Dal documento di prassi si comprende che il meccanismo dell’incasso giuridico è volto a evitare un salto d’imposta consistente nella circostanza che, per effetto della rinuncia del credito da parte del socio, si incrementa il valore fiscale della sua partecipazione nella società. Difatti, precisa la risoluzione, “per gli amministratori non soci, in assenza di una contropartita e non potendo incrementare il valore della partecipazione, il principio del cd. incasso giuridico non si applica ed essi non saranno assoggettati ad alcuna imposizione fiscale”.
Nonostante la tesi del Fisco sia per certi versi logica e, quindi, sembrerebbe funzionare nei pesi e contrappesi, vi sono alcune argomentazioni che, se considerate, potrebbero portare a ritenerla non del tutto ragionevole.
In primo luogo l’assenza di un fondamento normativo: l’incasso giuridico è un istituto creato dall’Agenzia.
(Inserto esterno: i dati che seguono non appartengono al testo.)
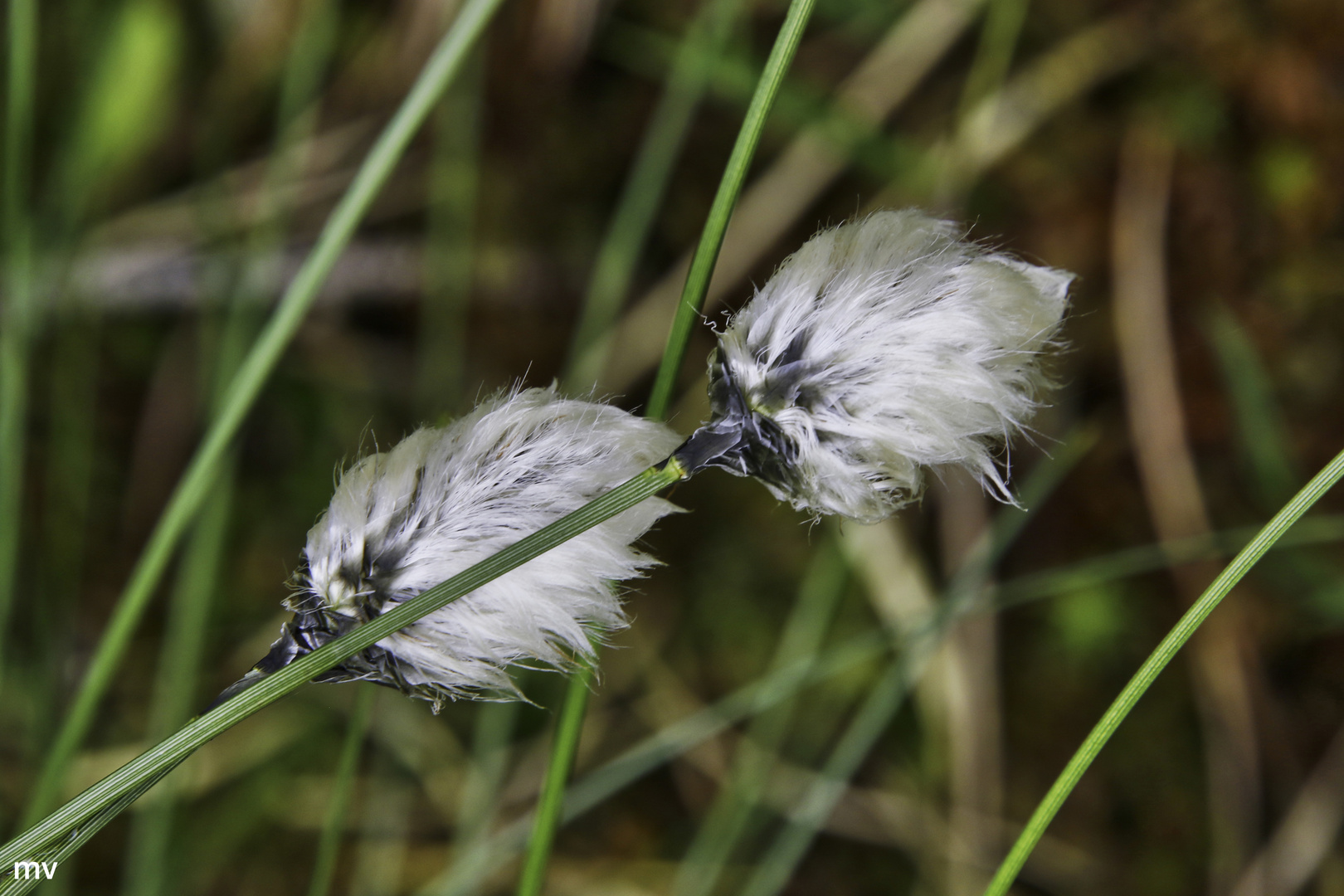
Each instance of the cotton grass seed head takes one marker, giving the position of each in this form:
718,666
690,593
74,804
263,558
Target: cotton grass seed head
403,520
882,347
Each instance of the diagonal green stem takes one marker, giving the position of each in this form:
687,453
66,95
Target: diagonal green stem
1153,666
565,746
246,384
90,806
17,324
644,188
717,225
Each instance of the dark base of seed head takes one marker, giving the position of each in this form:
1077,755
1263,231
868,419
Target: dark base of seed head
311,629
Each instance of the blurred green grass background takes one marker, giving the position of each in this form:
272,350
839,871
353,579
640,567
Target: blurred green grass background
183,158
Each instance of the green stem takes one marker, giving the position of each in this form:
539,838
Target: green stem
246,384
343,785
89,807
717,225
552,801
644,188
1153,666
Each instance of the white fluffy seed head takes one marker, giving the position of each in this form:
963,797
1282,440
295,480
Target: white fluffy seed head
884,347
444,499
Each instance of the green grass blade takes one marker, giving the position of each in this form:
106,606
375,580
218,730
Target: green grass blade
343,785
261,360
644,190
480,801
728,818
667,743
1153,666
149,766
188,613
175,685
565,746
717,225
453,187
889,692
17,317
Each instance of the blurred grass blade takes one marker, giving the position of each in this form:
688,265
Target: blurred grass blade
734,175
343,785
90,806
175,685
124,110
1148,558
665,744
453,187
993,54
246,384
565,744
474,845
1259,422
1241,564
644,190
202,563
728,818
967,589
17,316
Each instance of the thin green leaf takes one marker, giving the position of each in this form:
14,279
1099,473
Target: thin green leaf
343,785
246,386
717,223
1073,772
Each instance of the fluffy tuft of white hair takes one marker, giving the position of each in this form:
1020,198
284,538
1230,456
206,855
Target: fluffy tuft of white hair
444,499
888,345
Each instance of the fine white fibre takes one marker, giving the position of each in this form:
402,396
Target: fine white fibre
886,345
444,499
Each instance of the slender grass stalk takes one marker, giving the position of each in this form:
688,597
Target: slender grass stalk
134,778
246,386
453,186
1149,558
645,187
343,785
914,652
480,800
717,223
188,614
175,685
1073,772
565,746
741,791
17,319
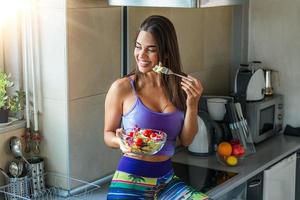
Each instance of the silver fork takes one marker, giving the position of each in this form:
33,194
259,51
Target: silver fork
161,69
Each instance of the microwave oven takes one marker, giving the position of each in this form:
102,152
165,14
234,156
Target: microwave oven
265,117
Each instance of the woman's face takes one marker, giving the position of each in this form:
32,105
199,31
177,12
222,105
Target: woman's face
145,52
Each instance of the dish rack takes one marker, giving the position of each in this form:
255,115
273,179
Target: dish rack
47,186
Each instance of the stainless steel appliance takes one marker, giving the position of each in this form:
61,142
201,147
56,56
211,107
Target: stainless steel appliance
255,187
200,178
265,117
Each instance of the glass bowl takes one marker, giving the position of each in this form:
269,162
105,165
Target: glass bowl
231,162
143,141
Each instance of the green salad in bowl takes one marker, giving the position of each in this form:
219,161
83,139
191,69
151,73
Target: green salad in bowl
143,141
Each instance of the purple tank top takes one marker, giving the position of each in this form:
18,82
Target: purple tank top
141,116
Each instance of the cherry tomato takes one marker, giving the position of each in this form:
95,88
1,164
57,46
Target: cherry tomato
139,142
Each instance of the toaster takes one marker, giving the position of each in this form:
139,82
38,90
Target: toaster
250,83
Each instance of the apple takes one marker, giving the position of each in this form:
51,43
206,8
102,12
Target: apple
238,150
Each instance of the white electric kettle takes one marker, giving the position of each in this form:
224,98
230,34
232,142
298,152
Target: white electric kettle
209,134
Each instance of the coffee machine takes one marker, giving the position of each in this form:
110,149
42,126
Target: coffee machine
212,128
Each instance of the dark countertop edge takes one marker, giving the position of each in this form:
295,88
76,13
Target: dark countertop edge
243,176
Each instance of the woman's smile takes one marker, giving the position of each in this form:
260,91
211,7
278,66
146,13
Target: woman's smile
145,52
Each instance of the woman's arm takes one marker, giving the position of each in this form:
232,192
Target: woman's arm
113,113
190,126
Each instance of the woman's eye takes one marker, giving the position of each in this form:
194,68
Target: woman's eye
152,50
138,47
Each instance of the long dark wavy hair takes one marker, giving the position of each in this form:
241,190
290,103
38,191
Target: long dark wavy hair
164,34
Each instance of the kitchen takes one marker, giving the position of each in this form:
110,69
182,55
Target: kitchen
75,45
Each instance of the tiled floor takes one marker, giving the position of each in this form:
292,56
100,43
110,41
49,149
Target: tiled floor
99,194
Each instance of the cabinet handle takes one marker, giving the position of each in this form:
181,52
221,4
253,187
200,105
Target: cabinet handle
254,183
Al contrario, la disposizione di riferimento – collocata all’interno del Tuir tra i redditi assimilati a quelli di lavoro dipendente – stabilirebbe che sono soggetti a tassazione “le somme e i valori in genere, a qualunque titolo percepiti nel periodo d’imposta, anche sotto forma di erogazioni liberali, in relazione agli uffici di amministratore” (articolo 50, comma 1, lettera c-bis), Tuir). Sicché, nell’ipotesi di rinuncia al TFM, mancando il presupposto della cassa, non dovrebbe emergere alcuna materia imponibile in capo all’amministratore. Peraltro, lo stesso concetto varrebbe nel caso dell’amministratore professionista ai sensi dell’articolo 54, comma 1, Tuir; va, infatti, tenuto presente che l’incasso giuridico trova applicazione anche in quest’ultima ipotesi.
Inoltre, va considerato che la rinuncia non comporta alcuna monetizzazione del credito, ma al più l’incremento del valore della partecipazione posseduta dal socio. A parere della FNC, “che tale situazione non possa considerarsi equivalente a quella dell’incasso del compenso correlato al credito rinunciato è comprovato dalla circostanza che all’atto del definitivo realizzo della partecipazione il maggior valore rappresentato dal credito potrebbe essere svanito e non è certo che si tramuti in un incasso effettivo di un corrispettivo in denaro o in natura di ammontare corrispondente, per cui per un reddito tassabile per cassa sarebbe irrazionale prelevare l’imposta sin dall’epoca della rinuncia, e tale irrazionalità è tanto più evidente e marcata quanto maggiore è il lasso di tempo che intercorre tra la rinuncia del socio al credito e il successivo realizzo della partecipazione” (Documento FNC 30.6.2016).
In termini più pratici, applicando l’incasso giuridico, si arriva a tassare un soggetto – il socio rinunciante – che probabilmente non ha nemmeno le risorse finanziarie per far fronte all’obbligazione tributaria non avendo percepito alcunché. Proprio quest’ultima riflessione fa capire che l’indirizzo dell’Agenzia “traballa” sotto il profilo dell’equità e della capacità contributiva.
Seppur tutte queste argomentazioni parrebbero idonee quantomeno a “scalfire” la posizione del Fisco, non è però di questo avviso la giurisprudenza che in più riprese ha avvallato la tesi dell’incasso giuridico. La stessa risoluzione AdE 124/E/2017 cita l’ordinanza n. 1335/2016 della Cassazione riguardante proprio le rinunce a crediti derivanti dalle indennità di fine mandato spettanti a due soci-amministratori.
Pertanto, almeno in attesa di un auspicabile dietrofront dei giudici di legittimità, per non incorrere in contestazioni difficilmente contrastabili, non resta che adeguarsi all’indirizzo dell’Agenzia.